Deducing Bioinspired and Supramolecular Materials Design

Principal Investigator:
Subhasish Chatterjee

Co-PIs:
Dhairavi Shah, Dhaara Shah, Nicole Portal, Leila Asgarkhani, Jonelle Brown, Susel Suarez, Andrew Banaag

Abstract:
Molecular self-assembly and cooperative assembly are critical in developing complex materials associated with many biological functions, such as structural coloration, photosynthesis, and microbial virulence. Chemically heterogeneous materials, including melanin pigments and light-responsive protein-pigment complexes, have augmented cross-disciplinary research interests in decoding nature-inspired materials design. Notably, molecular assembly techniques can generate unique nanomaterials such as carbon-based quantum dots and biosynthetic disordered pigments.
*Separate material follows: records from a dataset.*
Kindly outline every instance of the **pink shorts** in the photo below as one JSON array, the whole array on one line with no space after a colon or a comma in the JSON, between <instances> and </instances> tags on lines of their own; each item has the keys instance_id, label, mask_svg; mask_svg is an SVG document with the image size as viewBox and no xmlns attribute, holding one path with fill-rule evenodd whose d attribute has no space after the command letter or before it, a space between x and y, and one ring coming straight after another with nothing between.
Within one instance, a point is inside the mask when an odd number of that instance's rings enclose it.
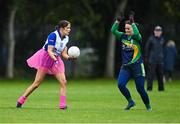
<instances>
[{"instance_id":1,"label":"pink shorts","mask_svg":"<svg viewBox=\"0 0 180 124\"><path fill-rule=\"evenodd\" d=\"M41 69L48 74L64 73L64 63L59 56L57 56L58 62L49 56L48 52L44 49L38 50L33 56L27 59L27 64L31 68Z\"/></svg>"}]
</instances>

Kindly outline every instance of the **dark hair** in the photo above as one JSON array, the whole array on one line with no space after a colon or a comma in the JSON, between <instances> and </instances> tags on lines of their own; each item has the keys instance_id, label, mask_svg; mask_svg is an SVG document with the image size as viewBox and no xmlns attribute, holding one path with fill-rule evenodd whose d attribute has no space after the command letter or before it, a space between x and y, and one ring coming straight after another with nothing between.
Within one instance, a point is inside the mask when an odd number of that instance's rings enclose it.
<instances>
[{"instance_id":1,"label":"dark hair","mask_svg":"<svg viewBox=\"0 0 180 124\"><path fill-rule=\"evenodd\" d=\"M59 23L55 26L55 29L58 30L59 28L64 28L67 27L68 24L71 24L69 21L67 20L61 20L59 21Z\"/></svg>"},{"instance_id":2,"label":"dark hair","mask_svg":"<svg viewBox=\"0 0 180 124\"><path fill-rule=\"evenodd\" d=\"M129 25L131 25L132 23L131 23L131 21L130 21L130 20L126 20L126 21L125 21L125 24L129 24Z\"/></svg>"}]
</instances>

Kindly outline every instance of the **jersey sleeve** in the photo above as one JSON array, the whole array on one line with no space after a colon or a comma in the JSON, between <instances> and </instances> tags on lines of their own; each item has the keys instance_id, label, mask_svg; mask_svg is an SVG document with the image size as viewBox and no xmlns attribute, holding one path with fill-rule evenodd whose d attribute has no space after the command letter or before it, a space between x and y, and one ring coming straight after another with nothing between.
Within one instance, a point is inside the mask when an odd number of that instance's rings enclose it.
<instances>
[{"instance_id":1,"label":"jersey sleeve","mask_svg":"<svg viewBox=\"0 0 180 124\"><path fill-rule=\"evenodd\" d=\"M114 24L111 27L111 32L116 36L117 39L120 39L124 33L118 31L118 28L119 28L119 24L117 22L114 22Z\"/></svg>"},{"instance_id":2,"label":"jersey sleeve","mask_svg":"<svg viewBox=\"0 0 180 124\"><path fill-rule=\"evenodd\" d=\"M133 28L133 32L134 32L133 37L137 40L141 40L142 39L141 34L139 33L139 30L135 23L132 24L132 28Z\"/></svg>"},{"instance_id":3,"label":"jersey sleeve","mask_svg":"<svg viewBox=\"0 0 180 124\"><path fill-rule=\"evenodd\" d=\"M56 43L56 34L55 33L51 33L48 36L48 45L55 46L55 43Z\"/></svg>"}]
</instances>

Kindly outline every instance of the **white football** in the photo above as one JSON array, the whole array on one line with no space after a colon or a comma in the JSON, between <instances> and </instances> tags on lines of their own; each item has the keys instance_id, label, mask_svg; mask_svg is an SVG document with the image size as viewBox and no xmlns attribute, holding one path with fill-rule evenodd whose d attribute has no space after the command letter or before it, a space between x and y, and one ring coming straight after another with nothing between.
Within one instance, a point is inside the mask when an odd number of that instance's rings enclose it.
<instances>
[{"instance_id":1,"label":"white football","mask_svg":"<svg viewBox=\"0 0 180 124\"><path fill-rule=\"evenodd\" d=\"M68 55L73 58L77 58L80 55L80 49L77 46L71 46L68 49Z\"/></svg>"}]
</instances>

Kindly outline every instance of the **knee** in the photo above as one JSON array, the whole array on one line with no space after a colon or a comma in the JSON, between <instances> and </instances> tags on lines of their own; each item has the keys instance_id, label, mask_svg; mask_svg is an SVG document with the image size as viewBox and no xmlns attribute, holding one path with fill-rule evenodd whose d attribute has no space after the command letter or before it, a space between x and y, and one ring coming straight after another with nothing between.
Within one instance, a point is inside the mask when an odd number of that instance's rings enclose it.
<instances>
[{"instance_id":1,"label":"knee","mask_svg":"<svg viewBox=\"0 0 180 124\"><path fill-rule=\"evenodd\" d=\"M120 82L118 83L118 88L119 89L123 89L124 87L125 87L125 85L123 83L120 83Z\"/></svg>"},{"instance_id":2,"label":"knee","mask_svg":"<svg viewBox=\"0 0 180 124\"><path fill-rule=\"evenodd\" d=\"M60 83L61 83L62 87L66 87L67 81L66 81L66 79L61 79Z\"/></svg>"},{"instance_id":3,"label":"knee","mask_svg":"<svg viewBox=\"0 0 180 124\"><path fill-rule=\"evenodd\" d=\"M33 87L34 87L34 88L38 88L38 87L39 87L39 85L40 85L40 83L41 83L41 81L40 81L40 80L34 81L34 83L33 83Z\"/></svg>"},{"instance_id":4,"label":"knee","mask_svg":"<svg viewBox=\"0 0 180 124\"><path fill-rule=\"evenodd\" d=\"M140 94L145 92L145 89L143 87L137 87L136 89L137 89L138 93L140 93Z\"/></svg>"}]
</instances>

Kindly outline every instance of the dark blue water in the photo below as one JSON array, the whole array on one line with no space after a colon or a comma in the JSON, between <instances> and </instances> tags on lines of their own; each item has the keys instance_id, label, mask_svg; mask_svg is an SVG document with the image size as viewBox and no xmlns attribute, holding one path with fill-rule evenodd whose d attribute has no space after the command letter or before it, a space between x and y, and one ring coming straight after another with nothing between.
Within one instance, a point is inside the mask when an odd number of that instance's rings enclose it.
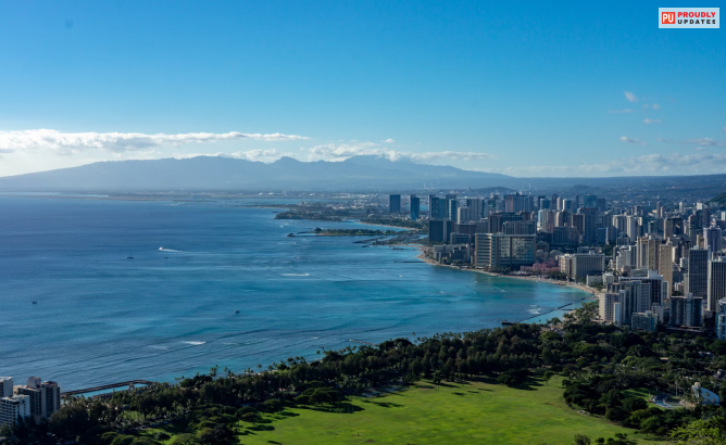
<instances>
[{"instance_id":1,"label":"dark blue water","mask_svg":"<svg viewBox=\"0 0 726 445\"><path fill-rule=\"evenodd\" d=\"M0 376L73 390L215 364L241 371L350 340L495 327L585 295L405 263L417 251L361 238L287 238L354 225L274 215L224 202L0 198Z\"/></svg>"}]
</instances>

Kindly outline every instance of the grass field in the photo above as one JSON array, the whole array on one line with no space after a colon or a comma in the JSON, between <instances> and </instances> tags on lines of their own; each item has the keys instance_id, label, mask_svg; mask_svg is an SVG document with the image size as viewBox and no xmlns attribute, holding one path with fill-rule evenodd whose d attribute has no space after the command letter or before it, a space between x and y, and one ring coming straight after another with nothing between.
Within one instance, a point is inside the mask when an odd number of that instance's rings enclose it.
<instances>
[{"instance_id":1,"label":"grass field","mask_svg":"<svg viewBox=\"0 0 726 445\"><path fill-rule=\"evenodd\" d=\"M527 389L513 389L476 380L438 391L422 382L420 387L380 397L356 397L340 412L287 408L265 415L268 423L239 422L245 433L240 443L569 445L578 433L593 442L627 433L639 444L660 444L634 434L635 430L568 408L560 382L555 376L548 382L533 379Z\"/></svg>"}]
</instances>

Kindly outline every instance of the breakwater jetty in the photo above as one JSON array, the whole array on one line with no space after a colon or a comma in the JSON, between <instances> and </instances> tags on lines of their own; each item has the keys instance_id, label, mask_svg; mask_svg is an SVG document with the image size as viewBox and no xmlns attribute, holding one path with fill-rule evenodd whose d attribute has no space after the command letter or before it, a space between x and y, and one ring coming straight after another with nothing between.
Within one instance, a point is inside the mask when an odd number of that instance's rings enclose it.
<instances>
[{"instance_id":1,"label":"breakwater jetty","mask_svg":"<svg viewBox=\"0 0 726 445\"><path fill-rule=\"evenodd\" d=\"M127 382L110 383L103 384L100 386L87 387L85 390L75 390L75 391L65 391L61 393L61 397L72 397L74 395L82 395L87 393L96 393L99 391L114 390L116 387L125 387L126 390L133 390L137 384L149 386L157 382L151 382L149 380L129 380Z\"/></svg>"}]
</instances>

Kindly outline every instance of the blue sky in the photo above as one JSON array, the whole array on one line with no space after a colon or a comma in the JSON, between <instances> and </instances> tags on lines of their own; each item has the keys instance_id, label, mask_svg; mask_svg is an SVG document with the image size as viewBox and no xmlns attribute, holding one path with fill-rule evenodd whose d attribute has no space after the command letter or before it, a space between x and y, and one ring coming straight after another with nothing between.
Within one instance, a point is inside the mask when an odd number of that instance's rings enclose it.
<instances>
[{"instance_id":1,"label":"blue sky","mask_svg":"<svg viewBox=\"0 0 726 445\"><path fill-rule=\"evenodd\" d=\"M0 1L0 176L198 154L724 173L725 29L659 29L659 7Z\"/></svg>"}]
</instances>

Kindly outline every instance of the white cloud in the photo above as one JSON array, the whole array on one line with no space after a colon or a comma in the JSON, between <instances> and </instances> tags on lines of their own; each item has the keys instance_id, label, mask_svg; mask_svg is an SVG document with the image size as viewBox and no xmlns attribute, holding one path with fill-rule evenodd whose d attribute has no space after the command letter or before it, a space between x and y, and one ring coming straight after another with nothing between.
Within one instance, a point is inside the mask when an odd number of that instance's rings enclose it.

Correspondingly, our work aims to decipher the structural characteristics of (bio)chemically diverse systems, linking their supramolecular architecture with material properties.

Description of Research:
The interdisciplinary research theme, driven by synergistic experimental and computational studies, focuses on the fundamental structural and dynamical properties of bioinspired soft materials at the molecular and nanoscale levels, underpinning the connection between molecular biophysics, structural biology, and systems chemistry as an emerging field of bio-inspired materials with potential applications in biotechnology and nanoscience. The ongoing work involves chemically heterogeneous biosynthetic and organic material systems such as melanin pigments, carbon-based quantum dots, and light-responsive protein-pigment complexes with an elusive structural design. The experimental components delve into deducing their molecular frameworks by applying spectroscopic techniques, whereas complementary studies involve computational modeling, molecular dynamics, and density functional theory applications. While working in this emerging research area, our student researchers in the group apply analytical and biophysical experimental techniques, computer simulations, and (bio)materials synthesis strategies.